ランクセスは2月19日、成長戦略を加速させるため、米国に本社を置くエメラルド・カラマ・ケミカル社を2月14日付で完全買収することに合意したと発表した。
エメラルド・カラマ・ケミカル社は、コンシューマー向け特殊化学品の世界トップメーカーの一つで、米国の投資会社アメリカン・セキュリティーズLLCの複数の関連会社が株式の過半数を所有している。企業価値は10億7500万米ドル。負債類似項目を差し引いた後の買収額は、約10億4000万米ドルで、ランクセスが現在保有する流動資産から支払うとしている。買収手続きは2021年下半期に完了予定。また、手続き完了には、規制当局の承認が必要となる。
ランクセスのCEOであるマティアス・ツァハト氏は「今回の買収により、私たちの成長戦略の勢いは増すことになるだろう。エメラルド・カラマ・ケミカル社の事業はランクセスにとって理想的なマッチングである。コンシューマープロテクション部門をさらに強化し、例えば食品産業や畜産衛生など収益性の高い新たな応用分野を拡大し、成長地域である北米での存在感を高めていく。これにより、収益性はさらに向上し、安定性が高まる」と述べている。
エメラルド・カラマ・ケミカル社は、米国ワシントン州のカラマ、オランダのロッテルダム、英国のウィッドネスに生産拠点を有し、従業員は約500人、売上は、北米が45%を占める。売上の約75%はコンシューマー向け特殊化学品で、食品保存料、家庭用およびコスメティック用製品、香料、さらには家畜飼料向けの製品も含まれる。残りの売上25%は、プラスチックや接着剤産業向けの工業用特殊化学品となっている。2020年の売上高は、約4億2500万米ドルで、特別項目を除いたEBITDAは、約9000万米ドル。

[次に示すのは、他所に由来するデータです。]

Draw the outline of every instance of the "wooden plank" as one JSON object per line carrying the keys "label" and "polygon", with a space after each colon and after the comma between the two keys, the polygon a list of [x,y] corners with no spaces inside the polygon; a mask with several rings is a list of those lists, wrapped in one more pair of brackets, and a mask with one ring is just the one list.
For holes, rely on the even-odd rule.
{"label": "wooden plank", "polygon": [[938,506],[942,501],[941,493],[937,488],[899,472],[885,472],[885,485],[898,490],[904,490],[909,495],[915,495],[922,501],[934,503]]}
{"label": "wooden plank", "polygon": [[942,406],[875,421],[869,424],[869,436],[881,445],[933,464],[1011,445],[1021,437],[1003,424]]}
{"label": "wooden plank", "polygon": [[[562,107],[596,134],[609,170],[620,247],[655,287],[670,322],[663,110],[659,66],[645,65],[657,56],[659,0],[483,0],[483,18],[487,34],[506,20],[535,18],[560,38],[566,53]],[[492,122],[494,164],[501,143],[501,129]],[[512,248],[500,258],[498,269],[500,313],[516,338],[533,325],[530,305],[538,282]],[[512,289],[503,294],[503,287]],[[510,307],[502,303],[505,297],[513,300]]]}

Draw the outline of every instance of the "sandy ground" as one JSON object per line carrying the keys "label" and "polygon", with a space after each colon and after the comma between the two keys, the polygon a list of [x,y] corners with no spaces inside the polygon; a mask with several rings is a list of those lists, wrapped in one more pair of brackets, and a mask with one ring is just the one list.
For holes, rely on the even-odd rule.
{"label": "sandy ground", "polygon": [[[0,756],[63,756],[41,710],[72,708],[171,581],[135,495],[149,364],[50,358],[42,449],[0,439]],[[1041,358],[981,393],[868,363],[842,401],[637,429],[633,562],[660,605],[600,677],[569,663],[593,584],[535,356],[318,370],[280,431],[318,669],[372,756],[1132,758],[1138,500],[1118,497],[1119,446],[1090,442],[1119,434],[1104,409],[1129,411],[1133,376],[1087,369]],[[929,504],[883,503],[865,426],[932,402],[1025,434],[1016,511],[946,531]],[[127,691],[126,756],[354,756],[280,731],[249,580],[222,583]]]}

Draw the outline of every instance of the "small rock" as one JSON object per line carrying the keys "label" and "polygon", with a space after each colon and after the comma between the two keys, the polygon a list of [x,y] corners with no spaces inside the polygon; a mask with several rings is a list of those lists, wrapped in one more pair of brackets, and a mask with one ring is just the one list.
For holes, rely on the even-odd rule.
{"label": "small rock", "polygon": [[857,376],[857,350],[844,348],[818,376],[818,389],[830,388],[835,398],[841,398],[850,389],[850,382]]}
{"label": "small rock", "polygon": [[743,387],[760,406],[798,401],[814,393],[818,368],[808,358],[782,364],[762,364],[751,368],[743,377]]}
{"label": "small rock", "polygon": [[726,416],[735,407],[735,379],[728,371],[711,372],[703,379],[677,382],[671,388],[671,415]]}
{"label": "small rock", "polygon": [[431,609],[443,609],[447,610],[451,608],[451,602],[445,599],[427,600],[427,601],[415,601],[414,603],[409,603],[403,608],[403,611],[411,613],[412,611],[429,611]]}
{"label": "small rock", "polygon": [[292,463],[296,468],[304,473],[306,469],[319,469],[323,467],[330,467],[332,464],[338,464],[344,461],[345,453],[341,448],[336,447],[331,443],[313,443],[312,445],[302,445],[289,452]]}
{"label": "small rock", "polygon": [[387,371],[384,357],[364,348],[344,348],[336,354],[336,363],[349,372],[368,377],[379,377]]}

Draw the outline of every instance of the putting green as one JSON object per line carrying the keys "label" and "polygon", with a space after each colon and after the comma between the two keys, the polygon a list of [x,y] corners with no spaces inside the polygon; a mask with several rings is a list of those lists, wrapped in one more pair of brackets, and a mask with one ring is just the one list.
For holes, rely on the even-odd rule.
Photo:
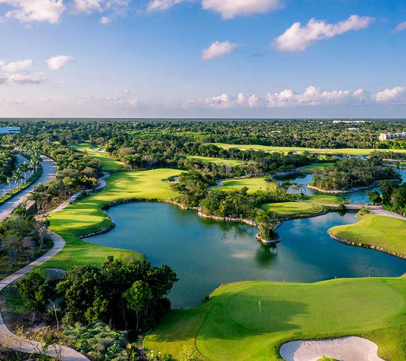
{"label": "putting green", "polygon": [[300,169],[303,170],[319,170],[324,169],[326,167],[331,167],[335,164],[334,163],[319,163],[317,164],[308,165],[307,167],[302,167]]}
{"label": "putting green", "polygon": [[265,203],[261,208],[267,212],[273,212],[280,215],[314,214],[323,210],[322,206],[303,202]]}
{"label": "putting green", "polygon": [[[329,149],[326,148],[304,148],[300,147],[270,147],[269,146],[260,146],[258,145],[242,145],[226,144],[225,143],[206,143],[212,144],[223,149],[230,148],[238,148],[244,150],[246,149],[256,149],[264,152],[310,152],[311,153],[331,153],[332,154],[348,154],[353,156],[367,156],[372,153],[375,149],[362,149],[355,148],[343,148],[341,149]],[[406,153],[406,150],[393,150],[398,153]]]}
{"label": "putting green", "polygon": [[116,172],[124,168],[124,163],[108,156],[107,153],[92,149],[93,147],[88,143],[82,143],[74,146],[78,150],[87,153],[93,158],[98,159],[103,164],[103,170],[107,172]]}
{"label": "putting green", "polygon": [[210,157],[199,157],[198,156],[186,156],[187,158],[199,160],[200,162],[210,162],[216,164],[223,164],[231,167],[235,167],[245,163],[242,160],[235,160],[234,159],[224,159],[223,158],[211,158]]}
{"label": "putting green", "polygon": [[254,193],[257,191],[267,192],[269,190],[274,192],[275,184],[272,182],[267,182],[265,177],[261,178],[244,178],[239,179],[231,179],[230,181],[223,181],[223,185],[218,187],[214,189],[225,192],[240,190],[242,188],[246,187],[248,188],[249,193]]}
{"label": "putting green", "polygon": [[144,346],[176,356],[183,344],[195,344],[211,361],[279,361],[279,347],[288,340],[351,334],[369,337],[381,346],[381,357],[400,361],[404,349],[396,351],[403,358],[393,357],[392,350],[404,337],[394,335],[405,323],[404,277],[251,281],[222,286],[195,308],[171,311]]}
{"label": "putting green", "polygon": [[130,198],[170,199],[173,193],[170,185],[162,180],[181,172],[165,168],[118,173],[106,178],[104,190],[51,214],[50,229],[63,237],[66,245],[45,267],[66,269],[78,265],[97,264],[108,255],[120,258],[140,257],[140,254],[131,250],[92,244],[78,237],[111,225],[101,210],[104,205]]}
{"label": "putting green", "polygon": [[340,238],[406,255],[406,221],[403,220],[365,214],[355,224],[336,226],[329,230]]}

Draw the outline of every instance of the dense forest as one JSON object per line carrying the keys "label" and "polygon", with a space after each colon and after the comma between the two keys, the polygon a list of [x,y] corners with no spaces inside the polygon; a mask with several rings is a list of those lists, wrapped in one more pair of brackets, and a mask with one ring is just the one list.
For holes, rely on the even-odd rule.
{"label": "dense forest", "polygon": [[327,191],[346,191],[368,187],[383,179],[398,179],[401,177],[393,167],[383,167],[373,160],[352,158],[337,162],[322,170],[316,170],[311,185]]}

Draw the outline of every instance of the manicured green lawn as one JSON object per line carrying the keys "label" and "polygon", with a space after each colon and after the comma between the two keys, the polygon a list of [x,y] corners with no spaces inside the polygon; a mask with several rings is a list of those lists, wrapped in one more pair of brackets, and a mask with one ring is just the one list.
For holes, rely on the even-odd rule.
{"label": "manicured green lawn", "polygon": [[[366,156],[374,152],[374,149],[358,149],[354,148],[343,148],[342,149],[319,149],[317,148],[304,148],[300,147],[270,147],[258,145],[236,145],[225,143],[207,143],[213,144],[223,149],[239,148],[239,149],[257,149],[265,152],[311,152],[313,153],[332,153],[333,154],[348,154],[354,156]],[[393,150],[398,153],[406,153],[406,150]]]}
{"label": "manicured green lawn", "polygon": [[171,311],[144,344],[175,356],[183,344],[195,345],[211,361],[282,361],[287,341],[355,335],[376,342],[381,357],[404,361],[405,324],[404,276],[250,281],[220,287],[199,307]]}
{"label": "manicured green lawn", "polygon": [[266,203],[261,206],[267,212],[273,212],[280,215],[292,214],[313,214],[323,210],[323,206],[302,202],[285,202]]}
{"label": "manicured green lawn", "polygon": [[88,143],[82,143],[75,146],[75,147],[81,152],[88,153],[89,155],[98,159],[103,165],[103,170],[106,171],[117,171],[123,168],[124,163],[122,162],[116,160],[114,158],[108,156],[107,153],[104,152],[98,152],[94,149],[94,147]]}
{"label": "manicured green lawn", "polygon": [[223,158],[211,158],[210,157],[199,157],[198,156],[186,156],[186,157],[187,158],[195,159],[196,160],[199,160],[201,162],[210,162],[211,163],[216,163],[216,164],[223,163],[231,167],[235,167],[244,163],[242,160],[223,159]]}
{"label": "manicured green lawn", "polygon": [[275,189],[275,184],[272,182],[265,181],[265,177],[260,178],[244,178],[240,179],[231,179],[223,181],[223,186],[214,189],[219,191],[230,192],[236,191],[246,187],[248,188],[249,193],[254,193],[257,191],[266,192],[270,189],[272,191]]}
{"label": "manicured green lawn", "polygon": [[344,201],[344,198],[337,196],[327,196],[324,195],[307,196],[305,200],[308,202],[324,203],[325,204],[340,204]]}
{"label": "manicured green lawn", "polygon": [[317,164],[308,165],[307,167],[302,167],[300,169],[303,170],[319,170],[324,169],[326,167],[331,167],[335,164],[334,163],[319,163]]}
{"label": "manicured green lawn", "polygon": [[120,258],[134,255],[140,257],[131,250],[92,244],[78,236],[110,226],[101,208],[112,202],[130,198],[170,199],[173,194],[170,185],[162,179],[181,171],[166,168],[117,173],[106,178],[104,190],[52,214],[50,229],[62,236],[66,245],[45,267],[66,269],[77,265],[99,264],[108,255]]}
{"label": "manicured green lawn", "polygon": [[355,224],[336,226],[330,231],[344,239],[379,246],[406,255],[406,221],[403,220],[365,214]]}

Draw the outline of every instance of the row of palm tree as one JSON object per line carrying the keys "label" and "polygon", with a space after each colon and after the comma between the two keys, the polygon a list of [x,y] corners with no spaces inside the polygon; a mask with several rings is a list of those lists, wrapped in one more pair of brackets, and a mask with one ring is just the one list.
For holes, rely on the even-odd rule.
{"label": "row of palm tree", "polygon": [[[29,178],[32,176],[34,172],[37,173],[38,171],[41,160],[39,150],[33,147],[30,152],[30,155],[29,161],[20,163],[17,168],[13,171],[11,176],[7,176],[4,171],[0,172],[0,182],[3,183],[5,181],[6,182],[3,185],[3,196],[6,194],[6,184],[8,184],[9,186],[8,193],[11,191],[11,184],[13,182],[15,182],[18,190],[20,186],[23,184],[22,179],[24,179],[24,185],[27,183],[27,173],[29,173]],[[24,176],[21,175],[22,173],[24,174]]]}

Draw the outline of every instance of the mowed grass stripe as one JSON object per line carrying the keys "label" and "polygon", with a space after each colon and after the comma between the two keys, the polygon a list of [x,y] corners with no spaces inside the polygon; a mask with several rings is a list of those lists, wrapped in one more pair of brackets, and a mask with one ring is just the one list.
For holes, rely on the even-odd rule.
{"label": "mowed grass stripe", "polygon": [[261,206],[264,210],[273,212],[280,215],[292,214],[314,214],[321,212],[323,206],[303,202],[285,202],[265,203]]}
{"label": "mowed grass stripe", "polygon": [[181,171],[165,168],[118,173],[106,178],[104,190],[51,214],[50,228],[62,237],[66,245],[45,267],[67,269],[78,265],[98,264],[108,255],[124,259],[141,257],[133,251],[92,244],[78,237],[110,226],[111,222],[101,207],[113,202],[131,198],[170,199],[173,193],[170,185],[162,180]]}
{"label": "mowed grass stripe", "polygon": [[406,255],[406,221],[403,220],[365,214],[357,223],[336,226],[330,231],[340,238],[377,245]]}
{"label": "mowed grass stripe", "polygon": [[212,361],[280,361],[279,348],[289,340],[351,334],[375,340],[382,357],[401,361],[391,357],[405,355],[393,351],[401,344],[394,335],[406,323],[405,311],[404,277],[236,282],[217,289],[200,306],[171,311],[144,345],[176,355],[184,342],[192,345],[194,339]]}

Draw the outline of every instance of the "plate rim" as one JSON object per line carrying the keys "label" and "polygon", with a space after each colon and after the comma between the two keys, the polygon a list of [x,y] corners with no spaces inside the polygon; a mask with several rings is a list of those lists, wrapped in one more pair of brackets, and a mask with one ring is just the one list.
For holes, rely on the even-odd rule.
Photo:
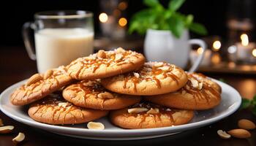
{"label": "plate rim", "polygon": [[[218,120],[222,120],[222,118],[227,117],[235,112],[240,107],[240,104],[241,103],[241,96],[240,93],[232,86],[226,84],[225,82],[222,82],[221,81],[217,80],[215,79],[212,79],[214,82],[217,82],[218,84],[219,84],[221,86],[222,85],[225,85],[230,88],[231,88],[234,93],[238,96],[238,100],[236,101],[230,107],[232,107],[232,109],[230,111],[227,111],[225,113],[221,114],[220,115],[218,115],[217,117],[209,118],[209,119],[206,119],[200,121],[197,121],[195,123],[187,123],[184,125],[181,125],[181,126],[168,126],[168,127],[161,127],[161,128],[145,128],[145,129],[124,129],[124,130],[118,130],[118,129],[105,129],[104,131],[99,131],[99,130],[94,130],[94,129],[87,129],[87,128],[75,128],[75,127],[65,127],[65,126],[55,126],[55,125],[49,125],[46,123],[42,123],[37,121],[34,120],[30,120],[27,119],[23,119],[19,116],[15,115],[12,113],[10,113],[8,111],[4,110],[2,107],[1,101],[4,95],[7,94],[7,92],[10,91],[13,91],[14,88],[15,86],[19,85],[20,84],[23,83],[25,82],[26,80],[20,81],[18,82],[16,82],[11,86],[8,87],[6,88],[1,94],[0,94],[0,110],[2,111],[8,117],[18,121],[20,123],[23,123],[24,124],[29,125],[30,126],[34,126],[37,128],[42,128],[43,130],[45,130],[44,128],[50,128],[53,130],[61,130],[64,131],[71,131],[72,133],[74,132],[79,132],[79,133],[91,133],[94,134],[107,134],[105,135],[108,137],[108,134],[140,134],[139,135],[141,134],[146,134],[147,133],[150,133],[150,134],[157,134],[159,132],[162,133],[167,133],[167,132],[176,132],[176,131],[184,131],[184,129],[189,130],[191,128],[197,128],[197,127],[201,127],[214,122],[217,122]],[[173,127],[175,128],[173,129]],[[134,135],[136,137],[136,135]]]}

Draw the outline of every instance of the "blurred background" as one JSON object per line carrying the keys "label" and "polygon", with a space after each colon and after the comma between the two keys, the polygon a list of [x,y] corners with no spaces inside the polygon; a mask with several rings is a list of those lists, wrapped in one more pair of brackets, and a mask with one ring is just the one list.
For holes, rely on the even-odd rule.
{"label": "blurred background", "polygon": [[[111,0],[5,1],[4,4],[1,4],[0,9],[2,14],[0,23],[0,31],[2,34],[0,35],[0,45],[23,45],[20,33],[23,24],[26,21],[32,21],[35,12],[52,9],[86,9],[93,12],[96,36],[99,36],[102,34],[99,15],[102,12],[104,12],[104,5],[108,5],[110,1]],[[134,13],[146,7],[140,0],[125,1],[127,6],[124,7],[127,8],[124,9],[125,12],[122,13],[122,17],[127,18],[129,23],[129,20]],[[168,1],[161,0],[165,5],[167,5]],[[208,31],[208,36],[217,35],[226,39],[229,33],[227,26],[229,19],[249,18],[254,20],[252,19],[256,18],[256,9],[252,7],[255,5],[254,3],[252,0],[187,1],[181,7],[180,12],[194,15],[197,22],[206,26]],[[193,37],[195,34],[192,35]],[[197,36],[195,36],[195,37]]]}
{"label": "blurred background", "polygon": [[[164,6],[169,2],[167,0],[160,1]],[[253,0],[193,0],[187,1],[182,5],[179,12],[192,14],[195,21],[203,24],[208,30],[206,36],[190,33],[191,38],[205,40],[211,51],[205,55],[203,61],[205,64],[201,64],[200,71],[255,74],[256,49],[251,48],[242,56],[244,58],[234,56],[238,50],[234,47],[241,42],[241,37],[246,41],[256,41],[255,5]],[[34,14],[37,12],[81,9],[94,14],[96,50],[122,46],[126,49],[138,48],[138,51],[143,52],[144,36],[136,33],[127,34],[132,15],[146,8],[140,0],[6,1],[1,7],[0,50],[25,51],[21,28],[25,22],[34,20]],[[198,46],[192,48],[196,53],[200,53]],[[190,62],[192,61],[191,58]]]}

ランクセスは買収完了後3年以内に、相乗効果によるEBITDAの上積みとして約3000万米ドル(2500万ユーロ*)を見込み、本買収完了後の初年度から、ランクセスの1株当たり利益に寄与すると見ている。
今回の買収により、ランクセスはこれらの分野のポートフォリオ拡大にさらに力を入れるとしている。
※為替レートEURO/USD=1・20で換算。